Events

A Scottish Tourist Headbutts a Civil Guard After "Messing Up" on a Flight to Lanzarote

The non-EU traveler, who departed from Glasgow, did not appear for the expedited trial held last Sunday, and a union denounces that it is unknown who released him.

Plane in Lanzarote

A Scottish tourist caused problems on a plane that departed from Glasgow to Lanzarote last Friday. For this reason, the crew had to call the Civil Guard to come to the plane and identify the passenger who was disturbing the peace.

A couple of agents in a patrol car went to the aircraft. "As soon as they asked for documentation, he headbutted an agent, knocked him to the ground, for this reason they proceeded to subdue him and arrest him," explained the spokesperson for the Unified Association of Civil Guards union in the Las Palmas Delegation, Juan Couce on Radio Lanzarote - Onda Cero.

The Civil Guard officer stated that the tourist addressed him and his partner with insults such as "whore police", "bastards I'm going to kill you all". In addition, after the aggression, the officer had to take medical leave.

The detainee's father handed the agents the passport. After that, the problematic passenger was taken by ambulance to the hospital. "Once there, the patrol no longer takes charge of the detainee because other members proceed to the transfer, custody, and instruction of proceedings," Couso indicated in the morning show Buenos Días, Lanzarote.

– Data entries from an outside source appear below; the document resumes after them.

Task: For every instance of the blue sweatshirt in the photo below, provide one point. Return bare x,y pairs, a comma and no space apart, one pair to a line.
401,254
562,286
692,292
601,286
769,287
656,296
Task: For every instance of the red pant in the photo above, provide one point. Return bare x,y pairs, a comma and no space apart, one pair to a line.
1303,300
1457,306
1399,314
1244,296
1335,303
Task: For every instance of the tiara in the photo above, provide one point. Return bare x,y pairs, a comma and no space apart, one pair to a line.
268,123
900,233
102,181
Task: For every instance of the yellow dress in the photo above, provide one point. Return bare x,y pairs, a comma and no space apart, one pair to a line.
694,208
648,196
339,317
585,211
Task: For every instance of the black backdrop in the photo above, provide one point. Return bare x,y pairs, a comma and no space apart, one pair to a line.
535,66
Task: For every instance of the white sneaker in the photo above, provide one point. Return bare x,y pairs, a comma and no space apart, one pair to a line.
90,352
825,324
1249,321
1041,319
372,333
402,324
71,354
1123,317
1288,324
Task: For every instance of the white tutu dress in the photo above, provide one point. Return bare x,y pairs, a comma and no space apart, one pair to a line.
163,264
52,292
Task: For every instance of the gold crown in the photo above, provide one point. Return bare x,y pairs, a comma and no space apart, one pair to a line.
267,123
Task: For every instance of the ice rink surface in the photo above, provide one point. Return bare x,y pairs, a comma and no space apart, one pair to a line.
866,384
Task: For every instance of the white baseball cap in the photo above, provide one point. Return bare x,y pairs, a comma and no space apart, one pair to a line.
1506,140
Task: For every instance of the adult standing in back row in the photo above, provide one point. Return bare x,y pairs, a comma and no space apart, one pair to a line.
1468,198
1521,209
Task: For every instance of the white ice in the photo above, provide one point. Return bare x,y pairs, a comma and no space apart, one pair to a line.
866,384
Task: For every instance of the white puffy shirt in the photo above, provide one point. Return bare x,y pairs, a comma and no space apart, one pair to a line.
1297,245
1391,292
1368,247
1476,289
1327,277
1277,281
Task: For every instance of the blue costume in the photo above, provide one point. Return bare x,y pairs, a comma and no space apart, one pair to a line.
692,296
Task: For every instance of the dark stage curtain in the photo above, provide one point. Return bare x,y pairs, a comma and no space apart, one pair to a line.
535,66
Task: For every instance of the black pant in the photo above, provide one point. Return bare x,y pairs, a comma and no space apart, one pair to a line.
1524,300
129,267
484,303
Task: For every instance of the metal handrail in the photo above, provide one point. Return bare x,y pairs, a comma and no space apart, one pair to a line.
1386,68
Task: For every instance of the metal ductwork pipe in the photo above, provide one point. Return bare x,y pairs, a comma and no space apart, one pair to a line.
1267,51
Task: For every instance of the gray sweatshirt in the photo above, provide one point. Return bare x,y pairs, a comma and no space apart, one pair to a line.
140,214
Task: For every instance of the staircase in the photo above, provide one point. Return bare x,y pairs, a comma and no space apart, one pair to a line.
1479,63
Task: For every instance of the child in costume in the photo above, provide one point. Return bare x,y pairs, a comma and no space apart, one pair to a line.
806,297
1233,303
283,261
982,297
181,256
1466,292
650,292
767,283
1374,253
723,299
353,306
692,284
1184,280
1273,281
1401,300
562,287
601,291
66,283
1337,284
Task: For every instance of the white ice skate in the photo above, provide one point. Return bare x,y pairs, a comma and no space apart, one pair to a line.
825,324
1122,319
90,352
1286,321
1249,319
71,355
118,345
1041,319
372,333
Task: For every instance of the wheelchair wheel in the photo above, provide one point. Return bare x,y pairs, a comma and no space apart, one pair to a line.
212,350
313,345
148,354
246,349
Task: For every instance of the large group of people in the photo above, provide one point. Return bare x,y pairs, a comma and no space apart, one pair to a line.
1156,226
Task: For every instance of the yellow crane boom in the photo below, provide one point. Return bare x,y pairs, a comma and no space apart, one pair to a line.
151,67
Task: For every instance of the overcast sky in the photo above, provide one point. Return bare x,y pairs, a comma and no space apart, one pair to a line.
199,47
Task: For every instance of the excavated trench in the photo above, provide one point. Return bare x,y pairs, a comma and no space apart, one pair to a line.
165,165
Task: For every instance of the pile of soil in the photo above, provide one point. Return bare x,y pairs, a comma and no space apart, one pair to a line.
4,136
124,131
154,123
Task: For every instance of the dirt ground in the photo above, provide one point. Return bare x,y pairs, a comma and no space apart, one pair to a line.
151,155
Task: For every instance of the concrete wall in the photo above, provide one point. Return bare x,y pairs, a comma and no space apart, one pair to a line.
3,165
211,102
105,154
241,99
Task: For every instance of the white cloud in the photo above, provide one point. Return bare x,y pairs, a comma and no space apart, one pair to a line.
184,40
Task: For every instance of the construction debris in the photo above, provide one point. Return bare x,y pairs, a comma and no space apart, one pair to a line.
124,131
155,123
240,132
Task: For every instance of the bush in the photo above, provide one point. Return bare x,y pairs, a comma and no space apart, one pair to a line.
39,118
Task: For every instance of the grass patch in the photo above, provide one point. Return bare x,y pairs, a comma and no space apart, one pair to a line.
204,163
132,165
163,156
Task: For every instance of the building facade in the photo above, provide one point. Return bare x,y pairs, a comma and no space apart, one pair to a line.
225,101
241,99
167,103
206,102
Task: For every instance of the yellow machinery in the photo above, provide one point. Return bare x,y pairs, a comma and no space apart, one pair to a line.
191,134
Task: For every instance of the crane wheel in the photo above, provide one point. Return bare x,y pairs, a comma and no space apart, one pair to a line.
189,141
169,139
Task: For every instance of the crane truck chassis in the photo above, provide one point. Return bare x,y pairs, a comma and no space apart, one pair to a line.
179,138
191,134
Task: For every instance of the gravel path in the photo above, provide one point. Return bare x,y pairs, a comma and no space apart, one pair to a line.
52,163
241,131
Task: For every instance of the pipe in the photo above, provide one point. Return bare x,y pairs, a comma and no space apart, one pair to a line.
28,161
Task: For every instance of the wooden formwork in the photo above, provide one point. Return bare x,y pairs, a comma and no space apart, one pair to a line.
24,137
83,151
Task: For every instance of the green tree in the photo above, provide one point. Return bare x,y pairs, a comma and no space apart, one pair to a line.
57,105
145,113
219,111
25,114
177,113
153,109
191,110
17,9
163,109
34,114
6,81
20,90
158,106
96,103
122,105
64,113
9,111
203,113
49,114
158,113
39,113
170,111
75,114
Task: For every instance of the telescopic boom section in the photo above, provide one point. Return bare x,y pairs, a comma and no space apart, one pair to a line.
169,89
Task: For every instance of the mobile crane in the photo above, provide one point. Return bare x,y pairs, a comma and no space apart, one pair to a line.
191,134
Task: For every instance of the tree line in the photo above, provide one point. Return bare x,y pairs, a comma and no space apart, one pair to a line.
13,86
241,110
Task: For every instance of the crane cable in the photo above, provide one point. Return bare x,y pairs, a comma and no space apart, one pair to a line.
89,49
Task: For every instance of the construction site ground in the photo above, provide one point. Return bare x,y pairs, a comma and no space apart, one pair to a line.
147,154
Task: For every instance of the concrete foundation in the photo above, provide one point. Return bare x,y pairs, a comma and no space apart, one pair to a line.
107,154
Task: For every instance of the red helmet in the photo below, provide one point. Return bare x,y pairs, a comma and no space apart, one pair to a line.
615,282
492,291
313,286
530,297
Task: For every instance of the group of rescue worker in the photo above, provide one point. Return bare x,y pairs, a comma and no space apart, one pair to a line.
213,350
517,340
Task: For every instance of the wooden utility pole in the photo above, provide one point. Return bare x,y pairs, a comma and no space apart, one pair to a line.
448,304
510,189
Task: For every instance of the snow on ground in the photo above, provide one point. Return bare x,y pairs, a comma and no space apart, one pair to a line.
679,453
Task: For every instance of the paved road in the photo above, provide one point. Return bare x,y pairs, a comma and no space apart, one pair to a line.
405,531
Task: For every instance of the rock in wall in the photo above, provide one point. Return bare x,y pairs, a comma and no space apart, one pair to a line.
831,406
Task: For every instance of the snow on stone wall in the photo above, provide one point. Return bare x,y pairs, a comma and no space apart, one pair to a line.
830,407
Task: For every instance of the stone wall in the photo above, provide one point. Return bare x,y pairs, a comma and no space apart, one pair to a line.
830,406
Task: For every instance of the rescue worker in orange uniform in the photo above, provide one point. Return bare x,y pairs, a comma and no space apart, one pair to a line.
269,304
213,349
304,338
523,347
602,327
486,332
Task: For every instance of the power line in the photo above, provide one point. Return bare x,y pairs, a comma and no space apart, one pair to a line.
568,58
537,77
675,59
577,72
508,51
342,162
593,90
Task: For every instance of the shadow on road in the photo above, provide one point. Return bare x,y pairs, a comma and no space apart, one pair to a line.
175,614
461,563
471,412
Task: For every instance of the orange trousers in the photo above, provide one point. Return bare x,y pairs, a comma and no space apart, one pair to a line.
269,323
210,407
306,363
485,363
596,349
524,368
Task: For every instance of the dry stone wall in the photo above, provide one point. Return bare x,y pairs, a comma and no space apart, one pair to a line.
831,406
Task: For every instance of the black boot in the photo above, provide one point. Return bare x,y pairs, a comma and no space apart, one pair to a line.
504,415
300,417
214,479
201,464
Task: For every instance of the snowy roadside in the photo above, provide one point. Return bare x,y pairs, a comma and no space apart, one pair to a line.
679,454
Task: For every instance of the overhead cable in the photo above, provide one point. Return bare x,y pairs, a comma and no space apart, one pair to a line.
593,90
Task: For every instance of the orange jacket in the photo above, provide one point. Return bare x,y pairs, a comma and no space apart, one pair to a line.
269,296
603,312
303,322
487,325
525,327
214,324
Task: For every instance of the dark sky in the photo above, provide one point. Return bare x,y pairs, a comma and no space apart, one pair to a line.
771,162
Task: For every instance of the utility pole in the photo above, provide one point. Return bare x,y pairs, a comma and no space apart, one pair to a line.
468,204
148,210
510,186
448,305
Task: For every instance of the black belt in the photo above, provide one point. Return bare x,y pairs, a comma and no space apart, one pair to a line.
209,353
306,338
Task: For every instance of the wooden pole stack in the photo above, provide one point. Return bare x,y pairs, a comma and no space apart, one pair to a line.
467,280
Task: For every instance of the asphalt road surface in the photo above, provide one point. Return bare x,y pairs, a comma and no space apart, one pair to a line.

The Civil Guard officers who acted were summoned to court on Sunday at 9:00 in the morning for the celebration of an expedited trial for the aggression that one of them had suffered.

After locating a lawyer on Saturday afternoon to represent the agent and in the middle of Holy Week, this union provided service. "The surprise is enormous when once they take a statement [from the agent] and they were waiting to ask the detainee questions and there is no detainee, he does not appear, and that is when they realize that he has been released," Couce added.

The AUGC spokesperson denounces that "we do not understand how a tourist who does not have a known address in Spain and comes for at most a week of vacation, is released for such a serious crime as an attack on an agent of authority."

The aggressor has not yet been located, and the union does not know if he is still in Spain or if he has already returned to Scotland. "If he leaves Spain with the impunity of having hit a Civil Guard officer," he pointed out.

"What the lawyer who assisted the colleague told us is that when the police report was delivered, the detainee was not there, and we have been informed that there was no order for release," the spokesperson highlighted. For the moment, the union does not know who gave the order to release the tourist who had been detained and was being held in the hospital.

The celebration of the expedited trial that the accused did not attend involved the mobilization of agents in Tías and San Bartolomé to look for him. In addition, justice officials, the judge, the prosecutor, etc. have been mobilized. "We are endangering the principle of authority that the agents have, so if I hit an agent and then I am not even convicted, I leave the country and nothing has happened here, then the situation we are left in is not the best," he insisted.

Thus, Juan Couce has taken advantage of his intervention on the air to request that the agents of the Civil Guard and the National Police be considered high-risk professions. This would imply that an agent could retire at 60 years old with 100% of the pension. "Few professionals go to their job and get headbutted as soon as they arrive," he highlighted.